| En général, les ménages
agricoles ruraux mènent de front plusieurs activités
économiques, tant agricoles que non agricoles. Ces
activités peuvent être complémentaires,
mais se concurrencer également sur le plan des besoins
de main œuvre familiale, de la terre et d’autres
ressources. Les décisions que doivent prendre les ménages
concernant l’attribution des ressources sont donc complexes.

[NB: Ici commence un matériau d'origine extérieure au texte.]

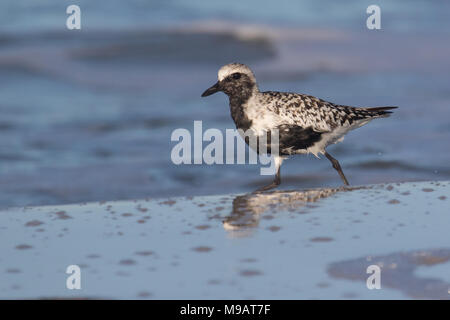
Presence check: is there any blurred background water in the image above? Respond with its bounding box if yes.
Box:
[0,0,450,206]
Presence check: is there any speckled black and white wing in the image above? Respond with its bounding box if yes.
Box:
[254,91,395,156]
[260,91,395,132]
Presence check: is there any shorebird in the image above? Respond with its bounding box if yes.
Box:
[202,63,397,191]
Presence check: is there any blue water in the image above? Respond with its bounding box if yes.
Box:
[0,0,450,206]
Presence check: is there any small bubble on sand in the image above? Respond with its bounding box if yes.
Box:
[309,237,333,242]
[192,246,212,252]
[136,251,153,256]
[6,268,22,273]
[239,270,262,277]
[119,259,136,266]
[267,226,281,232]
[25,220,44,227]
[16,244,33,250]
[195,224,211,230]
[55,211,72,220]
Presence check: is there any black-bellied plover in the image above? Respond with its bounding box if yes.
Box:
[202,63,397,190]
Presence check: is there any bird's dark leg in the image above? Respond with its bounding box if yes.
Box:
[255,160,282,192]
[325,151,349,186]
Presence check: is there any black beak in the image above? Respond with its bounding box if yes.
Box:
[202,81,220,97]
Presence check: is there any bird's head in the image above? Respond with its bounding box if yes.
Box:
[202,63,258,97]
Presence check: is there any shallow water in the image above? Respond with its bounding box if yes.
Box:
[0,1,450,206]
[0,181,450,299]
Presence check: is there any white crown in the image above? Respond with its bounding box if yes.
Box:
[217,63,255,81]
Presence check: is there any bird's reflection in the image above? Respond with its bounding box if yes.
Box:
[223,187,353,237]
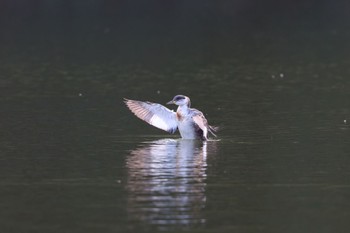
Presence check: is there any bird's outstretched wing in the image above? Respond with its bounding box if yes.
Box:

Afin de les aider à prendre des décisions avisées,
l’Initiative pour des politiques d’élevage
en faveur des pauvres (PPLPI), en étroite collaboration
avec le Réseau international de comparaison des exploitations
agricoles (IFCN) qui a élaboré un modèle
pour les exploitations engagées dans l’industrie
laitière (TIPI-CAL), a décidé d’adapter
ce modèle pour les petites entreprises.
TIPI-CAL, ou ‘Modèle de calcul des répercussions
de la technologie et des politiques’, a été
largement utilisé par l’IFCN comme outil d’analyse
économique de divers types de ménages agricoles
dans le monde. Il s’agit d’un modèle de
production agricole comptable, déterministe et dynamique
pouvant être appliqué sur dix ans. Le modèle
intègre l’ensemble des activités économiques
d’un ménage, tant agricoles que non agricoles
(entreprise laitière, exploitation agricole et autres:
élevage caprin et ovin ou encore, pisciculture, par
exemple). Les revenus et les rentrées de fonds provenant
d’activités hors agricoles sont inclus pour obtenir
une image complète de la situation économique
du ménage.
La version 4.0 est une étape importante pour mieux
appréhender la complexité des petites exploitations
agricoles car elle tient compte des opérations non
financières et couvre une large gamme d’activités
non agricoles. Le modèle contient cinq catégories
de main d’œuvre familiale, divers types de biens
de production agricoles, jusqu’à dix activités
non agricoles et six types de frais de subsistance. L’utilisateur
peut en outre préciser la part de la production utilisée
à des fins d’autoconsommation familiale. Le modèle
est particulièrement détaillé pour les
entreprises laitières puisqu’il inclut des options
possibles pour dix types de bétail , trois filières
de commercialisation du lait, quatorze postes de coûts
variables par bovin, etc.
Le modèle permet d’effectuer des analyses stratégiques
sur dix ans avec souplesse dans la mesure où les changements
intervenant aux niveaux des activités agricoles et
non agricoles, de la gestion des biens de production des ménages,
des frais de subsistance, de rentrée et de sortie des
capitaux sont pris en considération, chaque variable
d’entrée pouvant être modifiée,
quelque soit l’année de simulation. L’expérience
de l’IFCN en matière d’analyse de stratégies
agricoles montre que l’on peut évaluer la quasi
totalité des stratégies plausibles dans ce secteur
(croissance des exploitations, nouveau système de production).